The Attempt at a Solution

 

[dacruick]

Well you know first off that you are going to be using centripetal acceleration to try and get your friend closer. So you need an equation that includes speed acceleration and radius for that. You also know that you need the centripetal acceleration of your friend to match the counter-acceleration( I feel like I can't call it deceleration because they just cancel out) of the friction. So now you need an equation for friction. Once you have those two equations, backed up with some understanding, you can use them fairly easily to get your radius.

The key concept here is that the larger your radius, the less your acceleration. Imagine if the radius was infinite, that means at any point you would be traveling in a straight line, and the acceleration would be 0. Or now imagine that you turn very quickly, your acceleration is going to be large. So what you are doing is trying to find the radius at which the force of friction matches the centripetal acceleration. let me know if you need anything else

dacruick

 

[swasfy]

I can understand I need to find centripetal acceleration (by the way, is that the same as radial acceleration?) so I use a= v²/r, right? But how can I use this equation if my speed is constant? Also for friction, it's F_s= \musN where N is Newtons.
Are these the equations I need to use?
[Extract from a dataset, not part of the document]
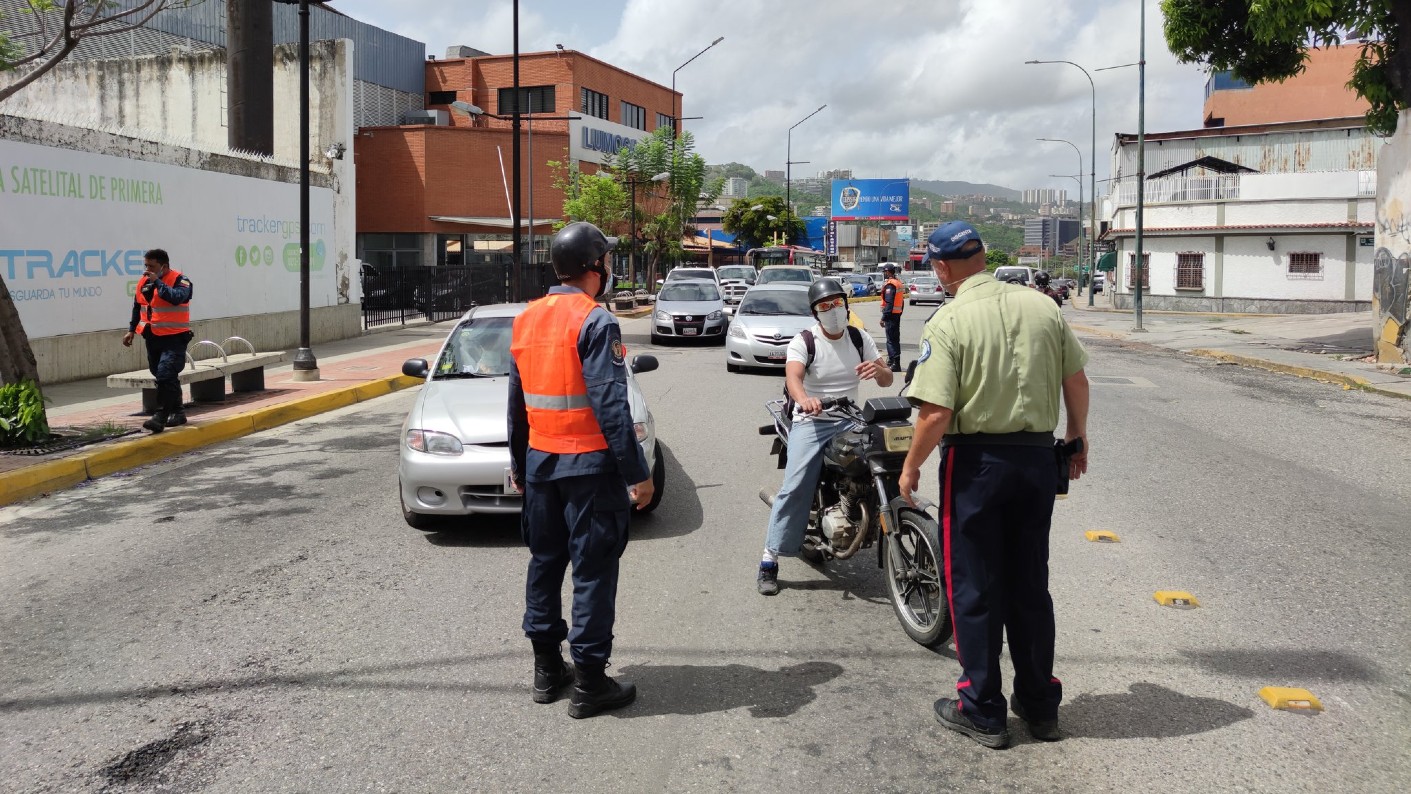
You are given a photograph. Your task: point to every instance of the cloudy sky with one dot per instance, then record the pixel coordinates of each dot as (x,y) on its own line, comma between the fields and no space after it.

Do I need to equate the two? I'm still baffled

Like this?
\murg= v² where g is 9.8m/s²? No, yes, maybe?

 

[dacruick]

yes, let me tell you, and yes. So a=v²/r will give you an acceleration. your Force = static friction x normal force. Once you get a force of friction in Newtons, you will need to find a way to compare that to an acceleration. So you will have an acceleration caused by your speed at a variable radius. and you will also have a deceleration governed by your friend's weight and the static friction constant between him/her and the seat.

 

[dacruick]

by the way, what you are trying to do is find the radius that equates those two accelerations. But i encourage you to explain the problem to me. This is one of those concepts that you really learn about when you try to convey it to others. The basis of this problem is intuitive, even if you can't put all of the pieces together yet. So try and tell me the steps you need to take to solve the problem. Even if you start by paraphrasing me.

 

[Barakn]

Technically the v in your equation is speed and not a velocity vector, and the equation is written for constant speed. The only other thing you're missing is the recognition that F=m*a.

 

[swasfy]

I got the answer right!
Ok this is how I approached it:
I know f= ma where a is acceleration, which is v^2/r
I know static friction is f=(mu)N where N is m*g
therefore: (mu)m*g=m*v^2/r
m's cancel out leaving: (mu)r*g = v^2

 

[swasfy]

Thank you guys so much for helping me out!